Ferrophosphorus is a ferroalloy, an alloy of iron and phosphorus. It contains high proportion of iron phosphides, Fe_{2}P and Fe_{3}P. Its CAS number is 8049-19-2. The usual grades contain either 18 or 25% of phosphorus. It is a gray solid material with melting point between 1050-1100 °C. It may liberate phosphine in contact with water. Very fine powder can be combustible.

== Formation ==
Ferrophosphorus is a byproduct of phosphorus production in submerged-arc furnaces from apatites, by their reduction with carbon. It is formed from the iron oxide impurities.

== Uses ==

=== Metallurgy ===
Ferrophosphorus is used in metallurgy as a source of phosphorus for alloying, for deoxidizing the melt and for removal of unwanted compounds into slag.

Addition of ferrophosphorus is used to produce powder metallurgy (P/M) steels with favorable magnetic properties, e.g. high saturation induction. Iron phosphide acts here as a solid solution hardener and a sintering aid. Usually about 0.45 w/o of phosphorus is added to iron; higher amount can improve magnetic properties but at above about 0.8 w/o the process parameters have to be too tightly controlled to prevent phosphorus segregation on grain boundaries and resulting excessive brittleness.

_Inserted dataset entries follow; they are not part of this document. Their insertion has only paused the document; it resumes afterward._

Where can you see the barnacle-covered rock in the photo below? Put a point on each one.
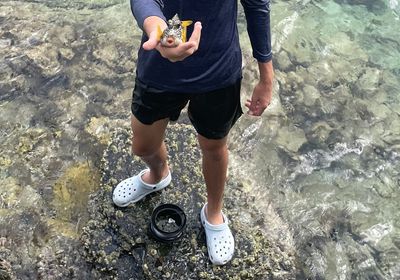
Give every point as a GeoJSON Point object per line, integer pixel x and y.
{"type": "Point", "coordinates": [117, 243]}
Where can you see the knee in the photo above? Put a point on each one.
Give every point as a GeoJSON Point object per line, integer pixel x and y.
{"type": "Point", "coordinates": [141, 149]}
{"type": "Point", "coordinates": [217, 151]}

Ferrophosphorus can be added to cast iron, where the phosphorus improves fluidity and therefore quality of the castings, can increase wear resistance and cutability. In steels its addition to some alloys can improve corrosion resistance.

=== Reagent ===
Ferrophosphorus, reacted with sulfur or pyrite, is used for production of phosphorus pentasulfide.

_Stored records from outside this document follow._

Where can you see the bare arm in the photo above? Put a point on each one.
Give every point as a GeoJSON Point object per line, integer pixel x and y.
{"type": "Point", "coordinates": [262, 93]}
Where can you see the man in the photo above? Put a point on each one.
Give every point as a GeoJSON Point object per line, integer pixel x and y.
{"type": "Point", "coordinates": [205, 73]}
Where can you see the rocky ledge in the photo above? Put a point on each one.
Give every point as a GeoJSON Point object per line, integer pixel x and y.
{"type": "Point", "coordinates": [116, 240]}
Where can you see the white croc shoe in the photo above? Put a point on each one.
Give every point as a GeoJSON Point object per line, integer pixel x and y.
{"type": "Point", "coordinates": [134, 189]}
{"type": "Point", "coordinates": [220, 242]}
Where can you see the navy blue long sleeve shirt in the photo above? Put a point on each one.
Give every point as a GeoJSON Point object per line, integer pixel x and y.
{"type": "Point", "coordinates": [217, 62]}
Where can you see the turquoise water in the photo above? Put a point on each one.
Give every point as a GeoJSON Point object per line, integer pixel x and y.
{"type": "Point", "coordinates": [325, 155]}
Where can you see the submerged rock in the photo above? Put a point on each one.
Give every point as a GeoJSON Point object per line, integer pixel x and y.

Ferrophosphorus can be used for production of lithium iron phosphate, necessary as electrode material for LiFePO_{4} batteries.

Ferrophosphorus can be used as a reducing agent to produce sodium or potassium from sodium carbonate or potassium carbonate.

=== Other ===
Ferrophosphorus can be used as a construction aggregate for production of high-density concrete for radiation shielding, as an alternative to usually used steel punchings and shot. It can be used with both Portland cement and magnesia cement.

Ferrophosphorus can be used instead of zinc powder in some paints and coatings. It has good adhesion, anticorrosive properties, electrical and thermal conductivity, and wear resistance.